The network, a joint venture with Disney's ABC, will be in 20 million homes in October, but executives said it aims to be in 60 million homes. Disney, the parent of sports powerhouse ESPN, can flex its distribution muscles to get Fusion wider U.S. distribution, but for now, it will only reach a fraction of CNN's 99 million homes.
Fusion will become the newest English-language cable news network following the Aug. 20th launch of Al-Jazeera America.
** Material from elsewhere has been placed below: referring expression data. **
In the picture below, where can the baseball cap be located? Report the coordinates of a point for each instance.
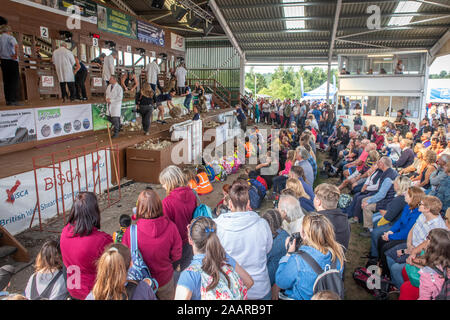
(6, 273)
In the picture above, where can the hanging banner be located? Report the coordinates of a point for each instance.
(99, 114)
(177, 42)
(17, 126)
(18, 193)
(59, 121)
(116, 22)
(87, 8)
(150, 33)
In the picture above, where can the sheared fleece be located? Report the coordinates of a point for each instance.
(247, 238)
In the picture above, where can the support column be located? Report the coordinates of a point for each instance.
(242, 77)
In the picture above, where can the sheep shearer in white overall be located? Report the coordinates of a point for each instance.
(64, 64)
(114, 96)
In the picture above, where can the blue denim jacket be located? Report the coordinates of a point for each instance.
(296, 276)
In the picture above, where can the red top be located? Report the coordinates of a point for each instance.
(82, 252)
(160, 245)
(179, 207)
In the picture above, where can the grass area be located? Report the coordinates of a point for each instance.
(358, 246)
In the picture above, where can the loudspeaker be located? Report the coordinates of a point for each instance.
(159, 4)
(178, 12)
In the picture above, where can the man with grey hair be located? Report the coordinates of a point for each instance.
(9, 49)
(291, 212)
(438, 175)
(302, 160)
(384, 195)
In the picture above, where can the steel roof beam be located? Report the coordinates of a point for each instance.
(303, 18)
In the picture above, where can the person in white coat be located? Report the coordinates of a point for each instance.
(247, 238)
(108, 66)
(64, 64)
(180, 73)
(152, 70)
(114, 96)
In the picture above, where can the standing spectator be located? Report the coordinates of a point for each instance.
(325, 202)
(109, 69)
(80, 79)
(247, 238)
(180, 73)
(10, 65)
(279, 235)
(114, 96)
(112, 283)
(48, 281)
(152, 70)
(82, 244)
(64, 64)
(158, 241)
(381, 199)
(211, 260)
(179, 206)
(294, 274)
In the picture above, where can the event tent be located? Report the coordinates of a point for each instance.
(320, 93)
(438, 91)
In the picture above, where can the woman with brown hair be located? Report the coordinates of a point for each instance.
(212, 274)
(47, 282)
(295, 275)
(111, 282)
(423, 180)
(158, 241)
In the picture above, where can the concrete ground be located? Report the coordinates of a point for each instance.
(33, 240)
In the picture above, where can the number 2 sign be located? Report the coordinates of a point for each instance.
(44, 32)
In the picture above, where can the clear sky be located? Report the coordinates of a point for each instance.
(441, 63)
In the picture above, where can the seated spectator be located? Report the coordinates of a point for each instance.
(382, 198)
(294, 275)
(247, 238)
(158, 240)
(305, 201)
(112, 283)
(436, 259)
(48, 281)
(423, 180)
(407, 155)
(179, 205)
(298, 173)
(302, 156)
(291, 213)
(82, 243)
(212, 273)
(325, 203)
(273, 218)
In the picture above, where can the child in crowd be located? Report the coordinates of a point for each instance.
(48, 281)
(125, 222)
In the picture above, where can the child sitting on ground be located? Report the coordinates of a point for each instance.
(125, 222)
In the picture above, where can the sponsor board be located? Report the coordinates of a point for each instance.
(18, 193)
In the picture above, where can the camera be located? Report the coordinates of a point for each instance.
(295, 236)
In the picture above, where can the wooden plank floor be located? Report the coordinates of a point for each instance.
(21, 161)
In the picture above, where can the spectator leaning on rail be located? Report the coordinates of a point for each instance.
(247, 238)
(385, 194)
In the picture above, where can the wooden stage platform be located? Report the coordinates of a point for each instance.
(21, 161)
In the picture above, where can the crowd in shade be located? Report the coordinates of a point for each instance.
(393, 180)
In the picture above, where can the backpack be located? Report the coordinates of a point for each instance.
(139, 270)
(259, 186)
(236, 291)
(45, 295)
(329, 279)
(361, 275)
(444, 294)
(202, 211)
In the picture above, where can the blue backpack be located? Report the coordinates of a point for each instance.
(139, 270)
(259, 186)
(202, 211)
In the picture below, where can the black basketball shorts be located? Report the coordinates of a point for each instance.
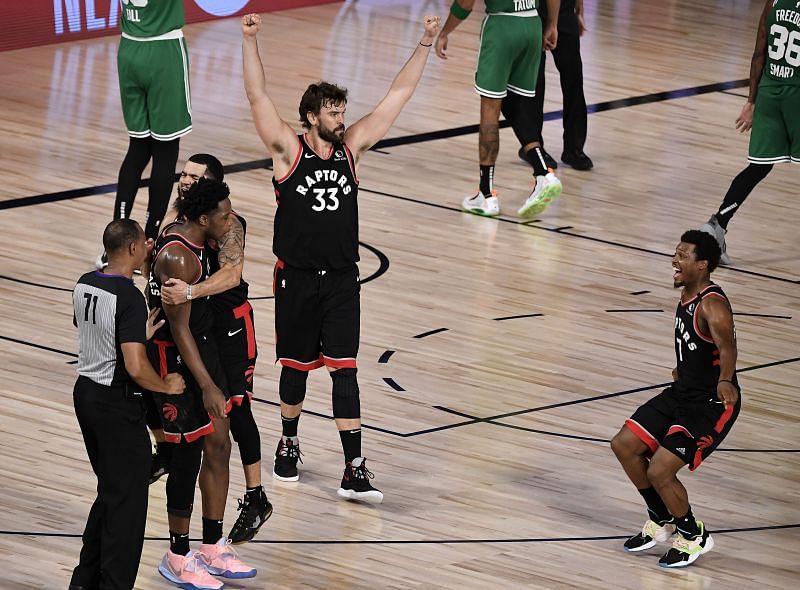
(184, 416)
(690, 429)
(317, 317)
(234, 331)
Both join a field that includes CNN, Fox News and MSNBC and that is seeing declining viewership in general.
Fusion intends to set itself apart from other news channels by offering comedic takes on the news and other programs for a Hispanic audience that is generally 20 years younger than its cable competition and used to getting its news from Jon Stewart and Stephen Colbert.
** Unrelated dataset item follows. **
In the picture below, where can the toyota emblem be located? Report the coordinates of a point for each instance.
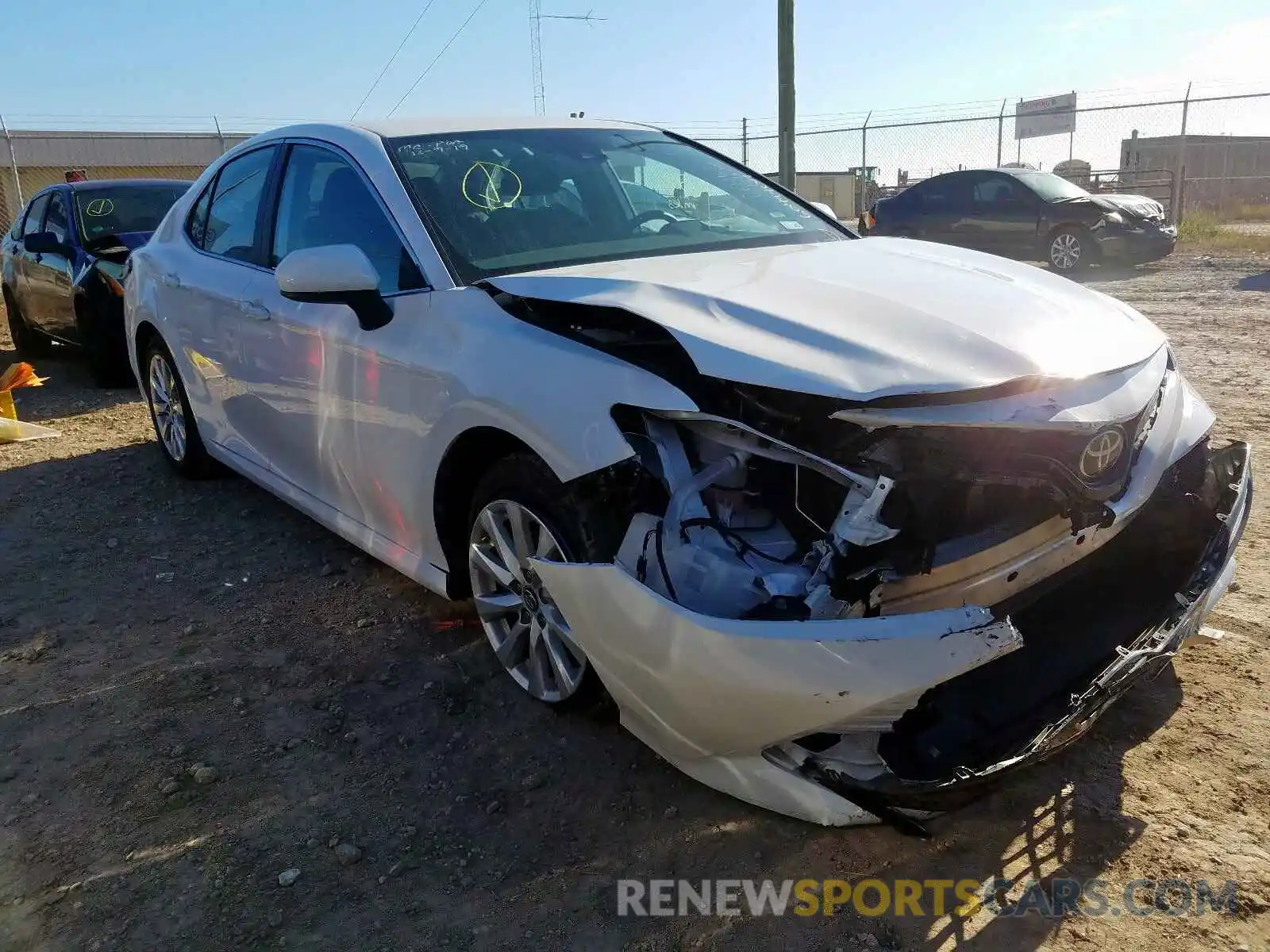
(1102, 454)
"The focus of Fusion is news through the eyes of a Hispanic in the United States," Univision CEO Randy Falco told reporters last week.
The news will be beamed from a 150,000-square-foot (13,935 sq. metres) studio in Miami, nicknamed "Newsport," that will combine the newsrooms of Univision and Fusion.
"This building will be, in many ways, a microcosm of the new American reality...of a multicultural and multilingual society," said Cesar Conde, president of Univision, at Wednesday's ribbon-cutting ceremony that was attended by Florida Governor Rick Scott.
Fusion expects to hire 200 staff members when it goes live on Oct. 28 and will eventually boost its staff to 350 people, executives told reporters at a recent tour of the Miami headquarters. It has been scouring YouTube for talent.
Greek-American comedian Yannis Pappas, who is popular on YouTube, will be part of the channel's morning show. The Harvard Sailing Team, a comedy troop based in Los Angeles, will anchor a sports parody show.
Fusion's chief programming officer, Billy Kimball, a former writer for "The Simpsons," is expected to "infuse comedy in all of our programming - when it is acceptable," said Univision's president of news, Isaac Lee.
The network will offer traditional reporting as well, and will tap Disney's ABC for breaking news and special events, such as election night coverage, Falco said, and use the network's worldwide news gathering abilities for foreign news.